Pub/Sub Internals
How the Pub/Sub system works internally
This document explains how Ergo Framework's pub/sub system works under the hood. It's written for developers who want to understand the architecture, network behavior, and performance characteristics when building distributed systems.
For basic usage, see Links and Monitors and Events. This document assumes you're familiar with those concepts and focuses on how the system works internally.
The Unified Architecture
Links, monitors, and events look like separate features when you use them. But underneath, they share the same mechanism. Understanding this unification explains why the system behaves consistently and why certain optimizations work.
The Core Concept
Every interaction in the pub/sub system follows one pattern:
A consumer subscribes to a target and receives notifications about that target.
This applies whether you're linking to a process, monitoring a registered name, or subscribing to an event stream. The differences are in what you subscribe to and what notifications you receive.
Three Components of Every Subscription
1. Consumer - The process creating the subscription. This is the process that will receive notifications when something happens to the target.
2. Target - What the consumer subscribes to. Targets come in several types:
PID
gen.PID{Node: "node@host", ID: 100}
A specific process instance
ProcessID
gen.ProcessID{Name: "worker", Node: "node@host"}
A registered name
Alias
gen.Alias{...}
A process alias
Node
gen.Atom("node@host")
A network connection
Event
gen.Event{Name: "prices", Node: "node@host"}
A registered event
3. Subscription Type - How the consumer wants to receive notifications:
Link
Exit signal
MessageExit* → Urgent queue
Terminates by default
Monitor
Down message
MessageDown* → System queue
Continues running
The combination of target type and subscription type determines what message you receive:
Implicit vs Explicit Events
The targets divide into two categories based on what notifications they generate:
Implicit Events - Processes, names, aliases, and nodes generate termination notifications automatically. The target doesn't do anything special - when it terminates (or disconnects, for nodes), the framework generates notifications for all subscribers.
Explicit Events - Registered events generate both published messages AND termination notifications. A producer process explicitly registers an event and publishes messages to it. When the producer terminates or unregisters the event, subscribers also receive termination notification.
The key difference: implicit events give you one notification (termination). Explicit events give you N published messages plus termination notification.
Why Unification Matters
This unified architecture has practical benefits:
Consistent behavior - The same subscription and notification mechanics work for all target types. Once you understand how monitors work for processes, you understand how they work for events.
Shared optimizations - Network optimizations (covered later) apply to all subscription types. Whether you're monitoring 100 remote processes or subscribing 100 consumers to a remote event, the same sharing mechanism kicks in.
Predictable cleanup - Termination cleanup works identically for all subscriptions. When a process terminates, all its subscriptions are cleaned up using the same code path.

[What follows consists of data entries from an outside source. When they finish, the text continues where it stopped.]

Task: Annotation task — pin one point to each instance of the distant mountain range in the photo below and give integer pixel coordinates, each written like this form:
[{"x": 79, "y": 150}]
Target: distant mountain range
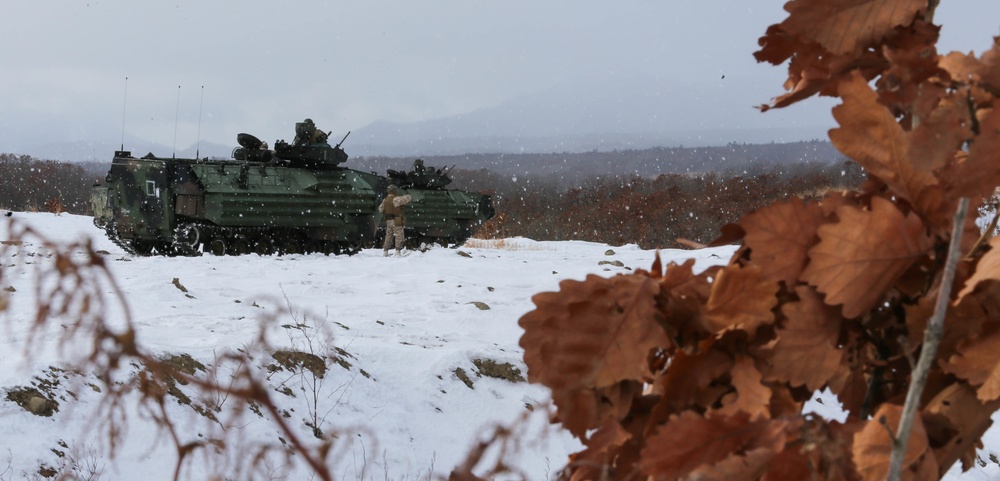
[{"x": 627, "y": 115}]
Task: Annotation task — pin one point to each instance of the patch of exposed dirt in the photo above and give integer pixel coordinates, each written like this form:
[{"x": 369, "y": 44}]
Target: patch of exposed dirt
[
  {"x": 491, "y": 368},
  {"x": 296, "y": 361}
]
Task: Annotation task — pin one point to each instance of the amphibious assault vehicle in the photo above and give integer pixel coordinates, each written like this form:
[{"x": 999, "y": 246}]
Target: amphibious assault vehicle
[{"x": 296, "y": 198}]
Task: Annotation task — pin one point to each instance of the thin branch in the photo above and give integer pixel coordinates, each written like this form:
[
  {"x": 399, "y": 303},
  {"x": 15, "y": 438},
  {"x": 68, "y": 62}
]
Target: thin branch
[
  {"x": 932, "y": 337},
  {"x": 988, "y": 233}
]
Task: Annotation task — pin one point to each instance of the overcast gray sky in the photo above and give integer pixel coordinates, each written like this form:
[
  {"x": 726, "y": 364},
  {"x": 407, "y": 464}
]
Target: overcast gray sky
[{"x": 259, "y": 66}]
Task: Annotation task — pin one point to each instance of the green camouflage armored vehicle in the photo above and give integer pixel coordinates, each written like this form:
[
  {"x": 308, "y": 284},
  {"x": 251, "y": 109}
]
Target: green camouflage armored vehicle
[
  {"x": 437, "y": 215},
  {"x": 293, "y": 199}
]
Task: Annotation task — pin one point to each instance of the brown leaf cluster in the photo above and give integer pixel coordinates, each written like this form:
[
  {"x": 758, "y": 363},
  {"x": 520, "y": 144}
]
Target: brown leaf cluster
[{"x": 672, "y": 374}]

How Local Subscriptions Work
When you subscribe to a target on the same node, the operation is simple and fast.
What You Experience
The call returns instantly. There's no network communication, no blocking. The node records your subscription in memory.
What Happens Internally
The Target Manager maintains subscription records. When a process terminates, Target Manager looks up all subscribers and delivers notifications to their mailboxes. For links, notifications go to the Urgent queue. For monitors, they go to the System queue.
Guarantees
Instant subscription - No waiting, no blocking. The subscription is recorded synchronously.
Guaranteed notification - If the target terminates after you subscribe, you will receive notification. The notification mechanism is part of the termination process itself.

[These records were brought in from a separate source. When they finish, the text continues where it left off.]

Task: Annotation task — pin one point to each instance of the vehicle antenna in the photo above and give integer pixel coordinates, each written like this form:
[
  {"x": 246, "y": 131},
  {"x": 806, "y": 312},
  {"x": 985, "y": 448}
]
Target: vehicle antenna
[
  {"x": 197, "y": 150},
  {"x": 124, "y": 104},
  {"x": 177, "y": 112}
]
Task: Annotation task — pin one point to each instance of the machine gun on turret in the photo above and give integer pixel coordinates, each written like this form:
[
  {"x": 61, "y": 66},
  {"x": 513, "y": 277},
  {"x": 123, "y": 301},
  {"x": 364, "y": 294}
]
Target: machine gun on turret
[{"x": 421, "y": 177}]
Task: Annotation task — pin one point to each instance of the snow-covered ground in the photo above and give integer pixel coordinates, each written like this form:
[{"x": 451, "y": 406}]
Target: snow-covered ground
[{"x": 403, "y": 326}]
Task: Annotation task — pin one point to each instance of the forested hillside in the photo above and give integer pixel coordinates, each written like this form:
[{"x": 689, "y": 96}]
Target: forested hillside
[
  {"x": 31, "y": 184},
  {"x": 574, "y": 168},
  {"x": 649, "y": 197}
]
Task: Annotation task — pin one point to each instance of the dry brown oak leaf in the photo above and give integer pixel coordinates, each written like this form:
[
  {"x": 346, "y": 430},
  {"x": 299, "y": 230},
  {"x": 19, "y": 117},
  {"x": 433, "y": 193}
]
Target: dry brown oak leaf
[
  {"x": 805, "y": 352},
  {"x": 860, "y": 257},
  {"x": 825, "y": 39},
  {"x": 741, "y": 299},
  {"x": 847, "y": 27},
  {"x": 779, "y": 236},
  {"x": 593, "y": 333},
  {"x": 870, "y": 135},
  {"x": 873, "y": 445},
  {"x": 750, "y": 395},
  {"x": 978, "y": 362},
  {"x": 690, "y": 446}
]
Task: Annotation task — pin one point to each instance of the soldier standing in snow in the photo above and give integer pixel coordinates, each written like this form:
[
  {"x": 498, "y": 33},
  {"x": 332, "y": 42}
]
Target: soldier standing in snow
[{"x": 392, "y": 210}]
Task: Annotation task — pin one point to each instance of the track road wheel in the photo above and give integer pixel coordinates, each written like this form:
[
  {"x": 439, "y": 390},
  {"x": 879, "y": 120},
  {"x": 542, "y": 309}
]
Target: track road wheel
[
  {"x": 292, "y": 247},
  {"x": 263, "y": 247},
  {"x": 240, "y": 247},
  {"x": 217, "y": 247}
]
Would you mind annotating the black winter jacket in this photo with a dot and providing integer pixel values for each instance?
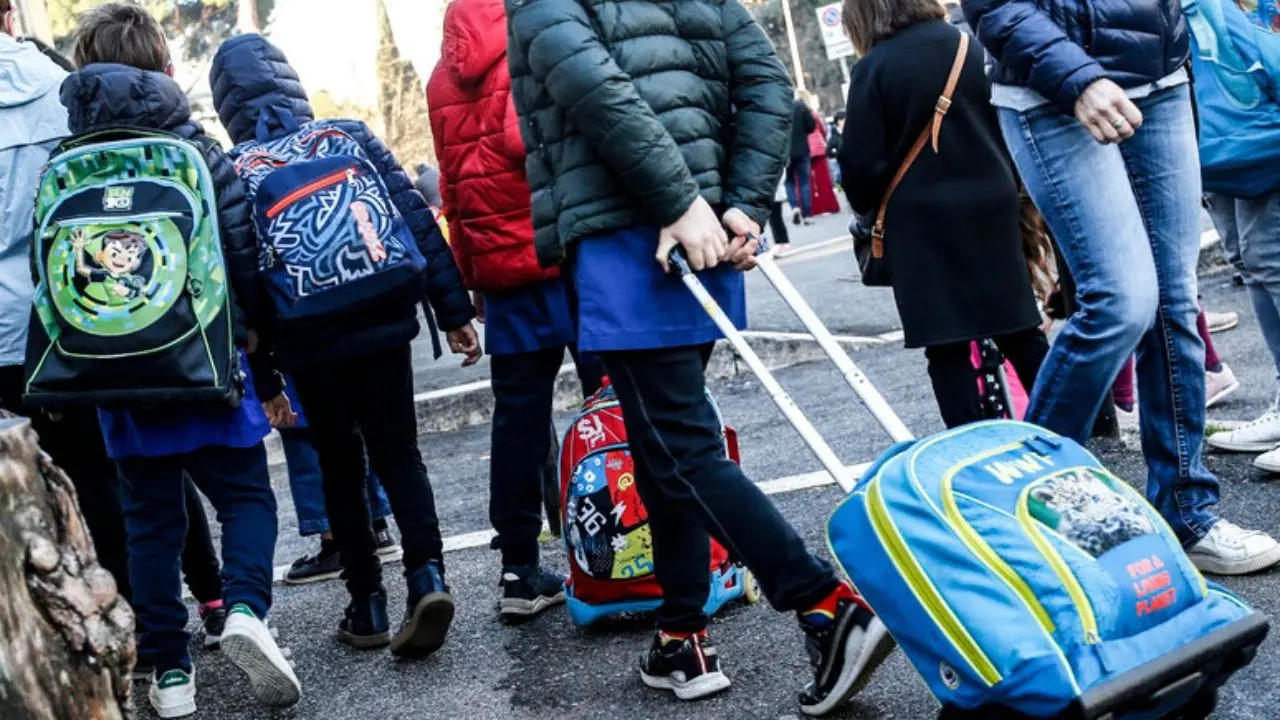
(251, 76)
(630, 110)
(105, 95)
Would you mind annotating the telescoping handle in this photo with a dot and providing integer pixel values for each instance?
(874, 401)
(780, 396)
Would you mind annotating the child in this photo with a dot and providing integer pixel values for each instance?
(632, 151)
(124, 80)
(353, 370)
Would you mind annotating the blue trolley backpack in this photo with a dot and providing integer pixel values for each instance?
(332, 238)
(1020, 578)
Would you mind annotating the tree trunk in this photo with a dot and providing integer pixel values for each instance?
(65, 634)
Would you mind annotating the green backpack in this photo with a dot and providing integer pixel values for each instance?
(132, 306)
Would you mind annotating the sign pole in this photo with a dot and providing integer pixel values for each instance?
(795, 46)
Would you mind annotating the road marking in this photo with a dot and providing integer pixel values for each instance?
(781, 486)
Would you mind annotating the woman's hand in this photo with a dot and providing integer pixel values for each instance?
(1107, 113)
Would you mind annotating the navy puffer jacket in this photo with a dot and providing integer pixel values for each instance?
(108, 95)
(1059, 48)
(254, 89)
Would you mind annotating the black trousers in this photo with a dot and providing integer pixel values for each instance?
(524, 388)
(694, 492)
(955, 381)
(359, 404)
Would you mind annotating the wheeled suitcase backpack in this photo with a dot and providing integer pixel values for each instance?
(131, 304)
(606, 524)
(1019, 577)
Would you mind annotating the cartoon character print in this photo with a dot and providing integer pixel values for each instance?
(114, 279)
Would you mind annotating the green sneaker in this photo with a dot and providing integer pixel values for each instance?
(173, 693)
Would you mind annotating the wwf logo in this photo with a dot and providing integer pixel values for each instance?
(118, 199)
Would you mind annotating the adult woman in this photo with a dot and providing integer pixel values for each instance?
(1095, 105)
(952, 227)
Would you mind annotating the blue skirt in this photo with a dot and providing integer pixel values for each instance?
(627, 302)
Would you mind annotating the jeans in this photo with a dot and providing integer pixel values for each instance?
(1127, 219)
(799, 185)
(306, 484)
(694, 492)
(1251, 236)
(524, 387)
(368, 402)
(237, 483)
(955, 381)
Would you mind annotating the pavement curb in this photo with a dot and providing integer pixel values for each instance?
(471, 404)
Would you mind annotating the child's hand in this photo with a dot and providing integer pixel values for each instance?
(465, 341)
(279, 411)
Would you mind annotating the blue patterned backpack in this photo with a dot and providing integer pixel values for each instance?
(332, 238)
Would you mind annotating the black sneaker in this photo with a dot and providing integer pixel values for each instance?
(686, 666)
(324, 565)
(213, 621)
(429, 614)
(526, 591)
(844, 652)
(365, 624)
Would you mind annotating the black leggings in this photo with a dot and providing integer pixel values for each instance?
(955, 381)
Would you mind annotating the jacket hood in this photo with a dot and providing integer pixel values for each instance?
(106, 94)
(475, 39)
(256, 91)
(26, 73)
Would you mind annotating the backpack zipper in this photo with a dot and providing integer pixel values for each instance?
(347, 176)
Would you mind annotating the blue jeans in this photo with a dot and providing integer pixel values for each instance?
(1251, 236)
(237, 483)
(799, 174)
(306, 484)
(1127, 219)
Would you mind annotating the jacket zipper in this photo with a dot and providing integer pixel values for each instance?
(311, 187)
(924, 591)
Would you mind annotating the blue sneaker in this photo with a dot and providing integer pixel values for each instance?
(429, 614)
(365, 624)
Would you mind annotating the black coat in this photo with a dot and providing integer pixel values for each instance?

Asynchronous delivery - Notifications arrive in your mailbox like any other message. You process them in your HandleMessage callback.

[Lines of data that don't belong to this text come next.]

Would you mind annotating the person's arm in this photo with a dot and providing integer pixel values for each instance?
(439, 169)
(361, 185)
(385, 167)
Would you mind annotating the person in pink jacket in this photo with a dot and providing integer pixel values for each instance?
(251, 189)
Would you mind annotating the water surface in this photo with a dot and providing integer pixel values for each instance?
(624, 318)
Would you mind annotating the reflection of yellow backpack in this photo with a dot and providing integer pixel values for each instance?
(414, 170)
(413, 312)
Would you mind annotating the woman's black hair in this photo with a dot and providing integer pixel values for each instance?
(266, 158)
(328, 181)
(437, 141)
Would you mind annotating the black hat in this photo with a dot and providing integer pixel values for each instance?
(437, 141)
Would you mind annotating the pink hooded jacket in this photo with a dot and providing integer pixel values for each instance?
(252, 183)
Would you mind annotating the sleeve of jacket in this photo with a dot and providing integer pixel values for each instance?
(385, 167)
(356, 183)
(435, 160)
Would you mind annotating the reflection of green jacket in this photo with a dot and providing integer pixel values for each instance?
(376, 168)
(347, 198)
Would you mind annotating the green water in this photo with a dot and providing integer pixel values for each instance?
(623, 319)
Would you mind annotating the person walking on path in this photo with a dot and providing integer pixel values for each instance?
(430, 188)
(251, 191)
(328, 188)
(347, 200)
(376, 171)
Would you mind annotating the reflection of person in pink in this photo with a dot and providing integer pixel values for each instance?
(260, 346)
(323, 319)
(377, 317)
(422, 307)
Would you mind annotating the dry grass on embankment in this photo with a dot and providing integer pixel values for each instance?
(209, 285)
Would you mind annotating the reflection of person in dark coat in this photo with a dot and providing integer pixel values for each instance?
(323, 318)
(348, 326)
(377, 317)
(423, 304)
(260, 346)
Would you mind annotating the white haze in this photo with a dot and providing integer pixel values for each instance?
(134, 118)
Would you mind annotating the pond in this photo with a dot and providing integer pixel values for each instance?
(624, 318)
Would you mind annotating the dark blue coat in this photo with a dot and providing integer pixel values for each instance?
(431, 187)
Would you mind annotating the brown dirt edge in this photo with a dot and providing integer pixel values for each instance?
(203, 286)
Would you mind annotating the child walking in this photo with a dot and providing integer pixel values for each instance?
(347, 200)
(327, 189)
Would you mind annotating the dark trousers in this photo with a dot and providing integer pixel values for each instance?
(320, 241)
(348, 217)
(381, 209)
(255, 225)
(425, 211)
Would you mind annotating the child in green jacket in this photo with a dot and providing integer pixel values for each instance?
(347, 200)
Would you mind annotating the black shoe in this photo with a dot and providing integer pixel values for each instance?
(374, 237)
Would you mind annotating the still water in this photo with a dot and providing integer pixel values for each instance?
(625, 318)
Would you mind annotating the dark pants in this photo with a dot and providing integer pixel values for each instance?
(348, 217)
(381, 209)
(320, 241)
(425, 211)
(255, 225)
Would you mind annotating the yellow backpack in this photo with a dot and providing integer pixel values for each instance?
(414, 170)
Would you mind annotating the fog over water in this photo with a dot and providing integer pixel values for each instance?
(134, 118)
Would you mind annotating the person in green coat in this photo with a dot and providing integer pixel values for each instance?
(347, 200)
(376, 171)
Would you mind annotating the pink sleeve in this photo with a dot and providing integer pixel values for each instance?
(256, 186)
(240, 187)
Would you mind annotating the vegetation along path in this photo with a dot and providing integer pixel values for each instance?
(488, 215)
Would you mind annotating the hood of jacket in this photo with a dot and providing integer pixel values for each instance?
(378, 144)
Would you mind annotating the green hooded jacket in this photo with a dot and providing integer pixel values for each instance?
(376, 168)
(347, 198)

Automatic cleanup - When the target terminates and you receive notification, the subscription is removed automatically. You don't need to unsubscribe.
How Remote Subscriptions Work
Remote subscriptions involve network communication but provide the same guarantees as local subscriptions.
What You Experience
The call blocks while the subscription request travels to the remote node and the response returns. This typically takes milliseconds on a local network.
What Happens Internally
The subscription request travels to the remote node's Target Manager. It validates that the target exists (returning an error if not), records the subscription, and sends confirmation. Once established, termination notifications travel back over the network.
Subscription Validation
Both local and remote subscriptions validate that the target exists:
For events, the target node validates the event is registered:
Guaranteed Notification Delivery
Remote subscriptions guarantee you receive exactly one termination notification. This guarantee holds even when networks fail. Two paths can deliver your notification:
Path 1: Normal Delivery
The target terminates normally. The remote node sends the notification over the network. You receive it with the actual termination reason:
Path 2: Connection Failure
The network connection fails before the notification arrives (or before the target even terminates). Your local node detects the disconnection and generates notifications for all subscriptions to targets on the failed node:
Why This Works
You're guaranteed notification through one of two mechanisms:
Remote node delivers it (normal case)
Local node generates it when detecting connection failure (failover)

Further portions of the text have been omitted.